11.07.2018 | 19h48


AÇÃO DA OPOSIÇÃO

Justiça proíbe Governo de prorrogar adesão a benefícios fiscais

O juiz Ricardo Almeida, do Tribunal Regional Eleitoral de Mato Grosso (TRE-MT), acatou parte de uma representação feita pelo PDT e solicitou que o governador Pedro Taques não prorrogue mais o prazo do Refis, sob pena de conduta vedada.


DA REDAÇÃO

O juiz Ricardo Almeida, do Tribunal Regional Eleitoral de Mato Grosso (TRE-MT), pediu para que o Governo do Estado evite prorrogar o prazo de adesão ao Programa de Recuperação de Créditos do Estado de Mato Grosso (Refis) até o final das eleições.
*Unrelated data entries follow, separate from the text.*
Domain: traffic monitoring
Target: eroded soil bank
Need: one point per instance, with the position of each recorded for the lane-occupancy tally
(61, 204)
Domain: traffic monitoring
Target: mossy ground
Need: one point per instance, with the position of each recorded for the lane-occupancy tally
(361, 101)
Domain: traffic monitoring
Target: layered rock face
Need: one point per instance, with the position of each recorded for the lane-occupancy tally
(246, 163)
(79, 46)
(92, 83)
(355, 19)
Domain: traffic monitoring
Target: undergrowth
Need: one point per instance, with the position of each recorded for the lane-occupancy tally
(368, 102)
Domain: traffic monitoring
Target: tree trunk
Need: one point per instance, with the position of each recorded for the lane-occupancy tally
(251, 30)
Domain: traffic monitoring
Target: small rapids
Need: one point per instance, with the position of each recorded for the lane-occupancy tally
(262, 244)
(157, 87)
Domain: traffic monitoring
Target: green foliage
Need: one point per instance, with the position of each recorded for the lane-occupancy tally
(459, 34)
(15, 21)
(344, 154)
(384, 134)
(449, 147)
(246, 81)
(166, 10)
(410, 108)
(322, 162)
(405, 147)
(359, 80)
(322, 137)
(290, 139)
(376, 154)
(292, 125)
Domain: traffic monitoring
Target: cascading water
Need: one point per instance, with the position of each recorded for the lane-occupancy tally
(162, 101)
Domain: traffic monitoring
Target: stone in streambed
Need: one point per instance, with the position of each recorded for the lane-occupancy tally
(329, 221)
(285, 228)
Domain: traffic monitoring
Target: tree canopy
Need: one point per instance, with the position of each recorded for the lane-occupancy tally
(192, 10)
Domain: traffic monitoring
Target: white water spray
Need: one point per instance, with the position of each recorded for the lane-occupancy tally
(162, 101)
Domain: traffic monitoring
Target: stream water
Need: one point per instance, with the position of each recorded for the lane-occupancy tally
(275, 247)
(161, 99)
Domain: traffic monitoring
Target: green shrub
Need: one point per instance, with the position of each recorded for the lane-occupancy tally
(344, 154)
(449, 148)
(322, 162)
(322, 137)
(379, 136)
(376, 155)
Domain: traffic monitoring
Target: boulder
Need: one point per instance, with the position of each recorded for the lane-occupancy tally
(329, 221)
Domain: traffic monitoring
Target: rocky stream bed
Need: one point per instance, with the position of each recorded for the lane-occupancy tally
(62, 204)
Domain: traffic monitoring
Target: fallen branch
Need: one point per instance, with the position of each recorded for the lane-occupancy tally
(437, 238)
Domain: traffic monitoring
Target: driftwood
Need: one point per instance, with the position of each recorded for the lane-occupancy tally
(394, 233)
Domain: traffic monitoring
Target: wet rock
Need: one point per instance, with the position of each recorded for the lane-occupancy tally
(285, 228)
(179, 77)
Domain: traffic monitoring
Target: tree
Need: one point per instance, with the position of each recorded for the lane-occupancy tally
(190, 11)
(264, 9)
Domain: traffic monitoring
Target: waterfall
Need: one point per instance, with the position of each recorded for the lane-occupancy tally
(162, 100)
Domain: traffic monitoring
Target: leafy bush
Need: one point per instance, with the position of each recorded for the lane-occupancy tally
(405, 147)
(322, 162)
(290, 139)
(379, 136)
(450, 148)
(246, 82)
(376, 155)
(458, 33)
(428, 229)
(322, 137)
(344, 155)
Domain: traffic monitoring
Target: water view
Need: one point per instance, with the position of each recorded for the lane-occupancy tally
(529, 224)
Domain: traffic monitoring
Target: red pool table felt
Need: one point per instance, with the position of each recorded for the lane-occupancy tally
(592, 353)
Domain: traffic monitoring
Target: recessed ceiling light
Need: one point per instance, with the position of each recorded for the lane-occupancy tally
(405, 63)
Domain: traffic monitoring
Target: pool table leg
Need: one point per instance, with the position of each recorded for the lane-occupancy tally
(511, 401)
O magistrado acatou parte de uma representação ingressada pelo PDT.

"Defiro em parte a liminar vindicada, apenas para que a parte requerida se abstenha de nova prorrogação do prazo para a obtenção dos benefícios ficais instituídos pela Lei 10.433/2016, até que se ultime as Eleições Gerais deste ano", decidiu o magistrado através de um despacho assinado nesta quarta-feira (11).

Ao acatar parte do pedido, o magistrado aponta uma resolução do desembargador Pedro Sakamoto que cita que sucessivas prorrogações de concessão de benefícios fiscais, no ano eleitoral, pode caracterizar uma conduta vedada.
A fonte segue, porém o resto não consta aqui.